Tuesday, April 9, 2013


Caught up with the recent Hitchcock biopic last night and enjoyed it a lot more than I expected to. Directed by Sacha Gervasi (who directed the great 2008 documentary on 80s Canadian heavy metal band Anvil), Hitchcock examines the relationship between the director and his wife Alma during the making of his genre-changing 1960 classic Psycho. It doesn't paint as negative a portrait of Hitch as the other recent biopic The Girl did, but it's still not a wholly endearing portrait of the master of suspense and his curious peccadilloes.

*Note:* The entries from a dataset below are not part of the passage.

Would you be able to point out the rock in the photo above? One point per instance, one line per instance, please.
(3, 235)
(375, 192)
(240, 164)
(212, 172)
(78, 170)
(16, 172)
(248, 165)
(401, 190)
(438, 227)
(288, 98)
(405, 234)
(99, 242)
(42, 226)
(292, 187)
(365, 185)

Nice production design, and loved seeing the recreation of the filming of Psycho and it's cinematic release - the movie reiterates just what a big gamble Psycho was for Hitchcock and how ground-breaking it was at the time, and how much the studio heads hated it (until it was released and started making a fortune for them, of course). Anthony Hopkins and Helen Mirren turn in dependable performances as Alfred and Alma, Scarlett Johansson and James D'Arcy are more than serviceable as Janet Leigh and Tony Perkins, while Jessica Biel (as Vera Miles) and Toni Collette (as Hitch's assistant) are terrific and virtually unrecognizable. Also a surprise to see the original Karate Kid star, Ralph Macchio, turn up playing Joseph Stefano, the writer who penned the screenplay for Psycho. And loved the running apperance by Michael Wincott as Ed Gein, the Wisconsin psychopath, grave-robber and ghoul who inspired Robert Bloch's original novel on which the film was based.